When will this line end? And how?
by Michael S. Kaplan, published on 2005/05/22 19:38 -04:00, original URI: http://blogs.msdn.com/b/michkap/archive/2005/05/22/420890.aspx
I have talked about Chris Walker before.
He is one of guys behind Notepad.exe for several versions, watching this uber-layer around a Win32 EDIT control be morphed into what some consider to be the most-used plain text editor on the planet.
Often when people complain about behavior of international text in Word or Wordpad, I ask them to try it in Notepad -- I can easily determine if the problem is an issue in Word, RichEdit, or Uniscribe in this way).
Anyway, after the first time I had posted about Notepad, Chris had suggested a bunch of interesting topics, and this post is about one of those topics.
How can you tell how a line ends?
Easy on Windows -- just put in a CARRIAGE RETURN followed by a LINEFEED (U+000d U+000a).

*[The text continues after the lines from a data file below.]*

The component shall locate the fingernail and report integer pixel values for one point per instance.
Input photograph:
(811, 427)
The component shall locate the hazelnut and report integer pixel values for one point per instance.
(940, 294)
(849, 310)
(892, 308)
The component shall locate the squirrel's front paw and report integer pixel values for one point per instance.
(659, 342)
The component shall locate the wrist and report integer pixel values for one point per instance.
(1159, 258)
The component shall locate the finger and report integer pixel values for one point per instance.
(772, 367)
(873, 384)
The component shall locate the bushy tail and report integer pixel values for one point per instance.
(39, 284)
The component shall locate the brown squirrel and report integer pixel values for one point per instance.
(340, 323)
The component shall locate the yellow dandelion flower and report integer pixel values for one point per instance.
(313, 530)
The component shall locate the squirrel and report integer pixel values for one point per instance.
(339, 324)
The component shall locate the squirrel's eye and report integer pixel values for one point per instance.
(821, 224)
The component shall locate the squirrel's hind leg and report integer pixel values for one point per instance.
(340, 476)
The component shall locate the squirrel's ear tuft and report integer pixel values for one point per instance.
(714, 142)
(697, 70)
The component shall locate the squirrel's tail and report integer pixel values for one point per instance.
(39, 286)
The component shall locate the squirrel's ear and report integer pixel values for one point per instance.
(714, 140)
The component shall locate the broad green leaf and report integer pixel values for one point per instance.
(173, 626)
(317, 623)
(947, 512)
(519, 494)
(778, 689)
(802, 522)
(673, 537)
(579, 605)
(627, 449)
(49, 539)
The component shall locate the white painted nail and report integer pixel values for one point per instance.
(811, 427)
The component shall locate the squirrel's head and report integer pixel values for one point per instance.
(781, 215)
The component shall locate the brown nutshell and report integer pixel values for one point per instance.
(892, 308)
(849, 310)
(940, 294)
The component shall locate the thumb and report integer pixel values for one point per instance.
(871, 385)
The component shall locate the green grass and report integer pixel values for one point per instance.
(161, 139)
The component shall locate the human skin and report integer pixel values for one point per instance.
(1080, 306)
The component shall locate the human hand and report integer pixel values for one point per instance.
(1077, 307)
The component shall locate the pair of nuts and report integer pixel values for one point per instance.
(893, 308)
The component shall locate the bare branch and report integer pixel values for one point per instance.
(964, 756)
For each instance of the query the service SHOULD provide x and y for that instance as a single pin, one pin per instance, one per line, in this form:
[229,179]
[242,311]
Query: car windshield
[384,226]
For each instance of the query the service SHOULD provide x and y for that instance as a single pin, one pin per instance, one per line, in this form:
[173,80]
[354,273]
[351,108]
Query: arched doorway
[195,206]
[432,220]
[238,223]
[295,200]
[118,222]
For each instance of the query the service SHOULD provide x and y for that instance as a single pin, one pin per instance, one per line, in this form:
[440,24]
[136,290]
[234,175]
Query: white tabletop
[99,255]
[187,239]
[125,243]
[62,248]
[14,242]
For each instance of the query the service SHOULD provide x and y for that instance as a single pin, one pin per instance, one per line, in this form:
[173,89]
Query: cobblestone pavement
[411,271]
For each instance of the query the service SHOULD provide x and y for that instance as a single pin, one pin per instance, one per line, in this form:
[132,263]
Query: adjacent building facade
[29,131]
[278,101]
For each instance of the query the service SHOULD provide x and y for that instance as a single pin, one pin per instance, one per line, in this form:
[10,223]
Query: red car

Easy in a completely incompatible way on UNIX platforms -- just a LINEFEED (U+000a) and nothing else (the C standard kind of does this, too, thus the rules about files opened in TEXT mode in the C Runtime).
And also easy in a compeletly different, completely incomaptible way for some Apple system, which use the CARRIAGE RETURN (U+000d) alone (although the fact that the newer versions have a UNIX base make me wonder hether all of this is harder on an Apple now given the CR backcompat and the LF platform issue!).
As Raymond Chen discussed last year in Why is the line terminator CR+LF?, there are a lot of people who wished that Notepad dealt with files that had only an LF, since lots of text files (such as the ones in the Unicode Character Database) have a .TXT filetype but Notepad cannot open them directly without assuing the whole file is on one line.
But course it is not Notepad that is responsible for this functionality as much as the system EDIT control, which has its own rules about lines used by messages like EM_GETLINE and EM_GETLINECOUNT. Rules that would need to undergo some pretty big changes if the fundamental plain text definition of a line delimiter on Windows platforms ever changed. It would probably have to be a new set of messages, or a mode for the control. Or people could just use WordPad and the RichEdit control, that does the right thing with different line delimiters already. With some very interesting (where interesting is defined as potentially scary!) performance concerns....
Fixing an occurrence of this problem was actually one of the changes I was able to make in the Micrsoft Access Import Text Wizard, which had the same problem for many versions. Then Jet 4.0 came out, with the ability to not only handle the multiple line terminators (which exised before) but also different encodings (which was definitely a new feature). The problem for these prior versions was that the wizard was using VBA's file I/O functions to load its sample text, and VBA is limited to the default system code page and CRLF (so the wizard would either show junk, or throw an error for a single line being too big -- a problem described in the KB in article 149946). It was a pleasure to fix both problems at the same time by getting away from VBA's inflexible file i/o system here. :-)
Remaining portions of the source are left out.